Edgar Degas
Burgundische Landschaft

Burgundische Landschaft
Edgar Degas (1834-1917)
Burgundische Landschaft
Farbige Monotypie auf cremefarbenem Papier
H. 30; B. 40 cm
© RMN-Grand Palais (Musée d'Orsay) / Jean-Gilles Berizzi

Paysage de Bourgogne [Burgundische Landschaft]


Zum Herbstanfang 1890 unternimmt Degas in Begleitung des Bildhauers Bartholomé eine Reise von Paris bis in das Burgund. In Diénay bei seinem Freund Georges Jeanniot, einem Kupferstecher, nutzt er dessen Atelier für seine erste Farbmonotypien. Die Monotypie ist ein Druckverfahren, bei dem jeweils nur ein einziger Abdruck möglich ist. Degas schildert auf der Platte seine Erinnerungen an Landschaften. „Bartholomé erzählt, Jeanniot sei verblüfft gewesen zu sehen, dass er die Landschaften so wiedergab, als habe er sie noch vor Augen. [...] man konnte nach und nach auf der Oberfläche des Metalls ein kleines Tal, einen Himmel, [...] mit Wasser gefüllte Spurrillen von einem Regenschauer, orangefarbene Wolken an einem Sturmhimmel über einem roten und grünen Boden ausmachen”. Hier zeichnet sich der unregelmäßige Umriss eines bläulichroten Hügels von einem mit Schraffierungen durchzogenen Himmel ab. Der Boden scheint mit einem kräftigen Pinsel bearbeitet worden zu sein.

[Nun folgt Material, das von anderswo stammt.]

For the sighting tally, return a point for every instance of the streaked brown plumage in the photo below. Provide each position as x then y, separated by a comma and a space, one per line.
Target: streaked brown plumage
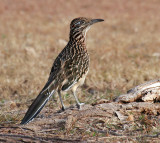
69, 68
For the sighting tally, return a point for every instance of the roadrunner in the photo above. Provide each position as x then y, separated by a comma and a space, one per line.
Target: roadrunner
69, 69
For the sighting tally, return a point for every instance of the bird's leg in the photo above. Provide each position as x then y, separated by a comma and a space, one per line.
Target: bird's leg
59, 94
78, 103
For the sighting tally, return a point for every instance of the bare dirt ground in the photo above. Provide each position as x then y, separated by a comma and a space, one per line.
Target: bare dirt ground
124, 52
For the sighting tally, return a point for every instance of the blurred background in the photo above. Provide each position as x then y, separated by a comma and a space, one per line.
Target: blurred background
124, 49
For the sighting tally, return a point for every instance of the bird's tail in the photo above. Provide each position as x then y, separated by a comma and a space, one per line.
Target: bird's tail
37, 106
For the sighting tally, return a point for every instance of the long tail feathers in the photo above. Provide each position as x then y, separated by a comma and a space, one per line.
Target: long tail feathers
36, 106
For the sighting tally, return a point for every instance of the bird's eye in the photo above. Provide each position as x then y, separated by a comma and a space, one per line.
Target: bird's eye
78, 23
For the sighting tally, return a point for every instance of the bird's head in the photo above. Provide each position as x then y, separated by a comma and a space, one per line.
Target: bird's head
81, 25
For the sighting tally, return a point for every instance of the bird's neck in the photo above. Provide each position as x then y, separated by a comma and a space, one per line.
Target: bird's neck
77, 37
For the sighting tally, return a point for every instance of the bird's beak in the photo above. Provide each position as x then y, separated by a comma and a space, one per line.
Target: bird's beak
95, 21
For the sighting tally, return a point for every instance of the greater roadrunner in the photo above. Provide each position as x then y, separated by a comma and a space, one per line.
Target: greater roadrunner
69, 69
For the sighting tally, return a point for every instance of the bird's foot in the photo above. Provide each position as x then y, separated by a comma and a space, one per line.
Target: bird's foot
80, 105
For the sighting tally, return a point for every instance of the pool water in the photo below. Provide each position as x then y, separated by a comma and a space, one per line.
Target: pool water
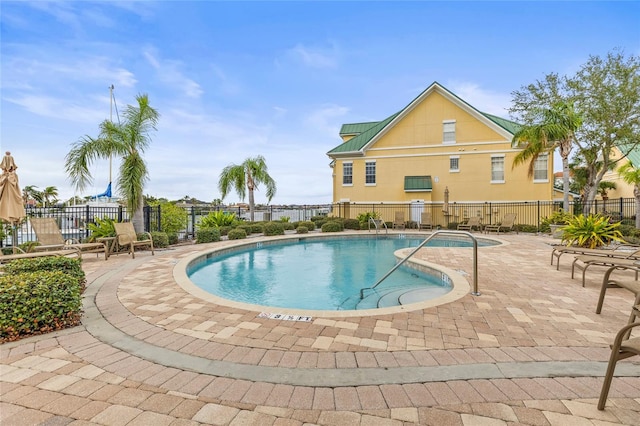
325, 274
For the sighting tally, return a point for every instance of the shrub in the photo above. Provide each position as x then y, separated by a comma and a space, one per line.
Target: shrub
173, 238
101, 228
217, 219
160, 239
310, 225
224, 230
351, 224
237, 234
332, 226
67, 265
591, 231
207, 235
38, 302
273, 228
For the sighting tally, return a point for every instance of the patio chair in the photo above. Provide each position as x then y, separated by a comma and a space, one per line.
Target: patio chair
626, 283
398, 222
50, 237
73, 252
559, 250
126, 236
507, 224
621, 259
469, 224
623, 347
426, 221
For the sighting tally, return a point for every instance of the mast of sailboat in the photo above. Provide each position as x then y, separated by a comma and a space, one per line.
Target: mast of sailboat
111, 120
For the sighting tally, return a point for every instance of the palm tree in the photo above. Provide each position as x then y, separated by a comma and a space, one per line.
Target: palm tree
631, 175
248, 175
30, 192
555, 130
128, 140
49, 194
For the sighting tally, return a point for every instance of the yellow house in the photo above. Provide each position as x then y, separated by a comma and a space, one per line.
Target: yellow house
437, 143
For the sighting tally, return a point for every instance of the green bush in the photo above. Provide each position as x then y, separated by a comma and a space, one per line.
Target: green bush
38, 302
351, 224
332, 226
273, 228
224, 230
160, 239
591, 231
237, 234
207, 235
67, 265
173, 238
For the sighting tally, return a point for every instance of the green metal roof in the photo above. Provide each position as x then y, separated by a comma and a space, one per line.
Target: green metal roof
367, 131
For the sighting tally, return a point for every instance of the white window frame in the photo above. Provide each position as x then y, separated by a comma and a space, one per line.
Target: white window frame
344, 175
457, 163
501, 157
448, 132
367, 164
543, 158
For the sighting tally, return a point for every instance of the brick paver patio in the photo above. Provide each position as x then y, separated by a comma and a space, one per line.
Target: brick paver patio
529, 350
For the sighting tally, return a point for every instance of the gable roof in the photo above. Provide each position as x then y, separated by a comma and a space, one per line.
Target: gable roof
367, 133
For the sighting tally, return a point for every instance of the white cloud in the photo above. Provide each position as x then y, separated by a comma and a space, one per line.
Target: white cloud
315, 57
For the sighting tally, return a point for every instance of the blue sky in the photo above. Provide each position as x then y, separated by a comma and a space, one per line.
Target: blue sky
233, 80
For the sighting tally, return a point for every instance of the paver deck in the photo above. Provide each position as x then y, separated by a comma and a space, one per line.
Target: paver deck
528, 350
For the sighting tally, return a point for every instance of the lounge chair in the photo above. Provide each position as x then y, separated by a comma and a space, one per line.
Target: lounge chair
73, 252
622, 348
50, 237
506, 225
398, 222
469, 224
426, 221
559, 250
622, 259
626, 283
126, 236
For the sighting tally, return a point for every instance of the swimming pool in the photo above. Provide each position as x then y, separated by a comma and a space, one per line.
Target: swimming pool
321, 273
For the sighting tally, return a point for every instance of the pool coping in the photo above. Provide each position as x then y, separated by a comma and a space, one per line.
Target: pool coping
460, 285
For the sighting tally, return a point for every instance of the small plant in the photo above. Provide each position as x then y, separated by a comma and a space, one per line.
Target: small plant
237, 234
101, 228
363, 218
217, 219
591, 231
160, 239
207, 235
332, 226
273, 228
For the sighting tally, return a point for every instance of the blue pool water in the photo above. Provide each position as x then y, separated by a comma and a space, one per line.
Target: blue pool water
325, 274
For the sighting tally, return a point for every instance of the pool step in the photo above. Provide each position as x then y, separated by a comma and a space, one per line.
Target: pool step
399, 296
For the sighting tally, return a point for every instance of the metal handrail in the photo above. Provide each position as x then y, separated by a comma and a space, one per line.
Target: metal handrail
475, 291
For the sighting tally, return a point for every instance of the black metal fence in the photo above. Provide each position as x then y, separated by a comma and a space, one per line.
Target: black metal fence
73, 221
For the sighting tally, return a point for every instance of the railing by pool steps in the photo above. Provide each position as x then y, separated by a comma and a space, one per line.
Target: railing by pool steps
475, 291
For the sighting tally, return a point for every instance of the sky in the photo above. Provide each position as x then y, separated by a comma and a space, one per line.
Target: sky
233, 80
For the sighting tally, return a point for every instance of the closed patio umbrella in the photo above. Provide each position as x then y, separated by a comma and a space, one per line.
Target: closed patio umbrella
11, 203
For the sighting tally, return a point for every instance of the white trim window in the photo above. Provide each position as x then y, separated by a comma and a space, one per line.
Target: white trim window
541, 168
454, 164
497, 168
370, 173
347, 173
449, 132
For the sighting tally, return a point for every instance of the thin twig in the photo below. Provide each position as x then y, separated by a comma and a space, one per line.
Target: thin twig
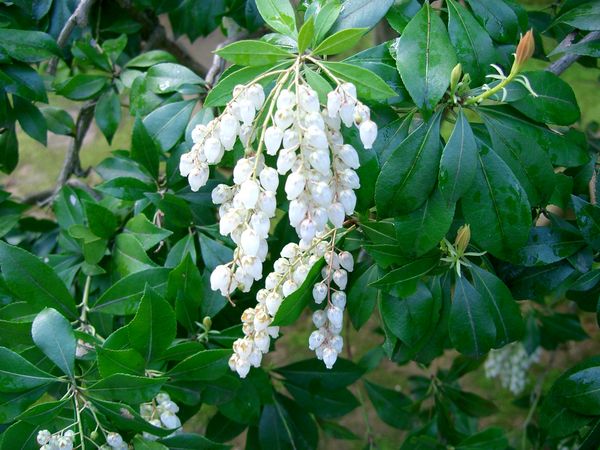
563, 63
79, 18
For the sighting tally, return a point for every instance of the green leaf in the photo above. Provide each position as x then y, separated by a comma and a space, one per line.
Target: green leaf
127, 388
294, 304
422, 230
408, 176
391, 406
361, 14
501, 305
144, 149
324, 403
312, 373
284, 425
369, 86
82, 86
580, 391
306, 34
496, 207
145, 231
168, 77
425, 58
325, 16
223, 91
167, 123
472, 330
127, 361
362, 297
53, 334
253, 53
488, 439
108, 114
31, 119
471, 404
459, 161
584, 17
33, 281
58, 121
150, 58
206, 365
554, 101
407, 274
499, 19
185, 288
474, 48
129, 256
154, 327
18, 374
340, 42
123, 296
279, 15
588, 220
28, 46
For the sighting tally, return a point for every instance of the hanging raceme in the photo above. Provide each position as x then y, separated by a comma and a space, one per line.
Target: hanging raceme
286, 132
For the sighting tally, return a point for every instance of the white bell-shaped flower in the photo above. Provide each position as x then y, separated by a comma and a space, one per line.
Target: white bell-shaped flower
368, 133
273, 138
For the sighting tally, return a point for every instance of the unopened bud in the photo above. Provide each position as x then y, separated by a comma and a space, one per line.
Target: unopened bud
462, 238
525, 49
455, 77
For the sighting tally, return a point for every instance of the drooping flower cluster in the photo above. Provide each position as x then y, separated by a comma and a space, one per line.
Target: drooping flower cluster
162, 413
56, 441
326, 340
510, 364
304, 139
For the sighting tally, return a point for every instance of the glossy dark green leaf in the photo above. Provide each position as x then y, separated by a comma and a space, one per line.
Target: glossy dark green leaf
588, 220
82, 86
167, 123
391, 406
108, 114
294, 304
458, 164
153, 328
341, 41
554, 101
474, 48
123, 296
17, 374
360, 14
31, 119
497, 18
169, 77
33, 281
472, 329
496, 207
279, 15
408, 176
501, 305
127, 388
425, 58
204, 366
28, 46
253, 53
53, 334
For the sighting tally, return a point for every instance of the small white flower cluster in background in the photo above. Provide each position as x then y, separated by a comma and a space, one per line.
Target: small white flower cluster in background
57, 441
219, 135
162, 413
510, 364
304, 139
326, 340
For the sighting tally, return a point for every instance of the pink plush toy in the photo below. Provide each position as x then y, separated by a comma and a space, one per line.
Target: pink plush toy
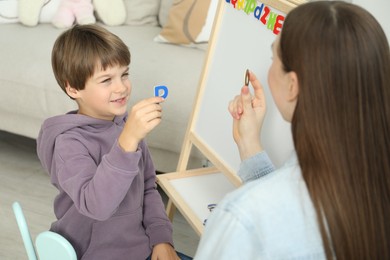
71, 10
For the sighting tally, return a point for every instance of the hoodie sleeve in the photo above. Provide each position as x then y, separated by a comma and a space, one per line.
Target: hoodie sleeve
97, 189
158, 226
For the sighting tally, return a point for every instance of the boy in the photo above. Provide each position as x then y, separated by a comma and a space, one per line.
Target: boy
108, 206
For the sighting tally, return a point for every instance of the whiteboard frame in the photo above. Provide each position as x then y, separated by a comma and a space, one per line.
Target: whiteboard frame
192, 139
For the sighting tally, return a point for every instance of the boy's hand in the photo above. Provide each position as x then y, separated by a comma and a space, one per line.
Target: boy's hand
143, 118
164, 251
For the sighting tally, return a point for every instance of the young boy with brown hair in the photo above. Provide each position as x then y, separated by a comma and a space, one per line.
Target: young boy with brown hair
108, 206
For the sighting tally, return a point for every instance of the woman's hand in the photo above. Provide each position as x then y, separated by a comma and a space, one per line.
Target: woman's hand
248, 112
143, 118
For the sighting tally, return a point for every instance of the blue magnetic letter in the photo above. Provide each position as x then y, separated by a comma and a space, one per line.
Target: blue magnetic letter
159, 89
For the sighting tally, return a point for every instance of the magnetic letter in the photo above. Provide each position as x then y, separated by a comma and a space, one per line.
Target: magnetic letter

In seinen Gesprächen mit Ludovic Halévy erklärt Degas, wie er zu seinen „imaginären Landschaften” inspiriert wurde: „Ich hielt mich an der Wagontür fest und sah mich vage um. Dadurch bekam ich die Idee, Landschaften zu malen”. Als Halévy nahelegt, dass es sich hierbei um „Gemütszustände” handele, wies Degas trocken eine „solch anmaßende Ausdrucksweise” zurück und erklärte, er gebe nur „den Zustand seiner Augen” wieder. Degas zeichnet sich auf Grund dieser kühnen Technik, dieser merkwürdigen Ansicht, die weder einer bestimmten Zeit noch einem Ort zugeordnet werden kann, unter den Landschaftsmalern seiner Epoche aus. 1891 hatte er angekündigt: „Man sieht so, wie man sehen will; es ist unwahr; und diese Unwahrheit macht die Kunst aus”.